NUMA-Aware Execution Engine Paper Notes

Recently, while going through DuckDB’s execution engine related slides (Push-Based-Execution), I came across this paper: Morsel-Driven Parallelism: A NUMA-Aware Query Evaluation Framework for the Many-Core Age. I had seen it referenced several times in articles about execution engines; moreover, NUMA architecture is very important for modern database architecture design, but my understanding of it was still shallow, so I decided to read it.
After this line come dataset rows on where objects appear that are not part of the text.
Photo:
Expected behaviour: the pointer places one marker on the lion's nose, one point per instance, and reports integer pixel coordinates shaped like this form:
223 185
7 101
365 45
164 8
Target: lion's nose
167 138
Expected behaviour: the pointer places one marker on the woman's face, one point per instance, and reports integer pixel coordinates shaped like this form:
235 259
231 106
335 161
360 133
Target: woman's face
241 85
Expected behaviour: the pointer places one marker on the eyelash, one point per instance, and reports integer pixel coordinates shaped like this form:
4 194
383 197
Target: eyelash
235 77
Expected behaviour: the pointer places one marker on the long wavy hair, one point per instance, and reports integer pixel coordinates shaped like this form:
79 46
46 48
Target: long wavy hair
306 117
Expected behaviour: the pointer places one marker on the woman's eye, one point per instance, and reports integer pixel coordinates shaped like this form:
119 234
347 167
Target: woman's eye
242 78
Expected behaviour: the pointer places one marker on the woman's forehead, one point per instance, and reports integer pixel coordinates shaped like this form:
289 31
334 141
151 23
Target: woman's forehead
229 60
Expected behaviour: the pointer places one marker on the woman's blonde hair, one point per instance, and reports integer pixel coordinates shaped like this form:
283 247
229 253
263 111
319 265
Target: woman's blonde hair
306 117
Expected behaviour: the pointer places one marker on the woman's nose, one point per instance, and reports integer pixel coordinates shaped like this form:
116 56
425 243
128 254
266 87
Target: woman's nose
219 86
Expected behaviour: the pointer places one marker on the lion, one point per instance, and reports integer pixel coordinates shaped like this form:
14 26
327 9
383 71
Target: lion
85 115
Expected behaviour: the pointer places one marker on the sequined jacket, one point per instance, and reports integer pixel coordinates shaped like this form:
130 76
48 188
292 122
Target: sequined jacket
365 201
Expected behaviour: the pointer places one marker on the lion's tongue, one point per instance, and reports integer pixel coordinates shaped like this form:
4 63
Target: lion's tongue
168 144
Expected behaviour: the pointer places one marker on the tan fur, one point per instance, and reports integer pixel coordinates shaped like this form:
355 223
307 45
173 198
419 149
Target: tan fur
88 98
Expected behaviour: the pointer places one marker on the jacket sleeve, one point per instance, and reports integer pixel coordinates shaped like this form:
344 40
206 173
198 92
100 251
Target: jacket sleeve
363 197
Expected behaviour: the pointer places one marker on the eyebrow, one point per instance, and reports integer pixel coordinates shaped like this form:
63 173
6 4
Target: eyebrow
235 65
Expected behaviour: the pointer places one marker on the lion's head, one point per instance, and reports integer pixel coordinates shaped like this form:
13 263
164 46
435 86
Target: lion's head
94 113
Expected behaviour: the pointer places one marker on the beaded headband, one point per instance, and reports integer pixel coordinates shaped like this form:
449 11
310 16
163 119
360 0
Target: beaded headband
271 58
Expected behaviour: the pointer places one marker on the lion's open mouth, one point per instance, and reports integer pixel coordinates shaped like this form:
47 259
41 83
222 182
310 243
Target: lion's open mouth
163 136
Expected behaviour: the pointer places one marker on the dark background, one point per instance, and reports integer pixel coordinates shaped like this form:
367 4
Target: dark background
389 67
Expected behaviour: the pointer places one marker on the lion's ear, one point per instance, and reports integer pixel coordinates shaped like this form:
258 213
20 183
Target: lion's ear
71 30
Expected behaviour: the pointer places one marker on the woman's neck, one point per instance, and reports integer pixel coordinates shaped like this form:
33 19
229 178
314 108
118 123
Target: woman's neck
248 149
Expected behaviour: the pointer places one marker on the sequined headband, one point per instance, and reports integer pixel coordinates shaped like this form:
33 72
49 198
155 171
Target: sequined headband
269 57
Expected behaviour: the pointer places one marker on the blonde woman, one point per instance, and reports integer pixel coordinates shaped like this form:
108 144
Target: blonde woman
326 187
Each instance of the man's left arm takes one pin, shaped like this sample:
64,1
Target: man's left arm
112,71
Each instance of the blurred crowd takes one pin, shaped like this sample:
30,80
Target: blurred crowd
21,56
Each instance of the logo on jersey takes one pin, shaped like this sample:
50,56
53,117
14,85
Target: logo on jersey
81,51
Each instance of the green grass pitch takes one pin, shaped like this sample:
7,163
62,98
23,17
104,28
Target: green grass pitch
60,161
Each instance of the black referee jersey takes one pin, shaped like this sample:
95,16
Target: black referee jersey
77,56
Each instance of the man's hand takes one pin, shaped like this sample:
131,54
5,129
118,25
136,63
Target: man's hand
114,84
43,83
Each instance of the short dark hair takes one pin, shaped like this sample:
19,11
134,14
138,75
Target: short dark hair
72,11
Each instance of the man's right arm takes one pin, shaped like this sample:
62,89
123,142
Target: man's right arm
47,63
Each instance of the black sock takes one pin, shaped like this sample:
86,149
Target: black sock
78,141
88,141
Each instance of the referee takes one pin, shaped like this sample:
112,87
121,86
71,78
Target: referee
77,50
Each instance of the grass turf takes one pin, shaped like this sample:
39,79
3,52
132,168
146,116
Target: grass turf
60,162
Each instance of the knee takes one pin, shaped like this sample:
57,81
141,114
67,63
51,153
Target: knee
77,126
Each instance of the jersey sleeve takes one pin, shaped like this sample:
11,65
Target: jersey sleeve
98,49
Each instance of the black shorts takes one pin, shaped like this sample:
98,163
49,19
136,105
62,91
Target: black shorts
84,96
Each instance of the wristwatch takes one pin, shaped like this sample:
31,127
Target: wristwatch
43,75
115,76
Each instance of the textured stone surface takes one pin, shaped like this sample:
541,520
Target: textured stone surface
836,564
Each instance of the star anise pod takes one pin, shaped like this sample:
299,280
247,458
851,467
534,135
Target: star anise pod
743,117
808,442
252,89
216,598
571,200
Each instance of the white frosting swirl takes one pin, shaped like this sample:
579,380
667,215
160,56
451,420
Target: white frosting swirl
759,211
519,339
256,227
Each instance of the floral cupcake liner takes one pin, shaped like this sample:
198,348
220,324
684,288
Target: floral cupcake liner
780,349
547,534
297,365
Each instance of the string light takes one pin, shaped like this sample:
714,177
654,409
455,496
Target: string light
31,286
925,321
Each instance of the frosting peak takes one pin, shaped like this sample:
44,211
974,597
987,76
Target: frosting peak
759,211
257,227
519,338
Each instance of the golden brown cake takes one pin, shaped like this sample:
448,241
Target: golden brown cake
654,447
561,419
As can be seen from the title, the paper has two main keywords:

NUMA-Aware
Morsel-Driven

Based on this, here is a rough summary of the paper’s central idea:

In the many-core era, due to the binding relationship between some CPUs and some memory, CPU memory access is non-uniform (NUMA). That is, for a given CPU core, some local memory has lower access latency, while other memory has higher latency.
The traditional volcano model uses the Exchange operator for parallelism. Other operators are not aware of multithreading, and therefore cannot schedule computation close to memory (hardware affinity). That is, they are not NUMA-local.
To solve this problem, the paper proposes, on the data dimension: horizontally partitioning the dataset, with one NUMA-node processing one data partition; vertically splitting each partition into segments (Morsel), and performing concurrent scheduling and preemptive execution at the Morsel granularity.
On the computation dimension: pre-allocating one thread per CPU; during scheduling, each thread only accepts tasks whose data chunks (Morsel) are allocated to its local NUMA-node; when the execution progress of sub-tasks among threads is unbalanced, faster threads will “steal” tasks that were supposed to be scheduled to other threads, thereby ensuring that multiple sub-tasks of a Query finish approximately at the same time, without a “long tail” partition.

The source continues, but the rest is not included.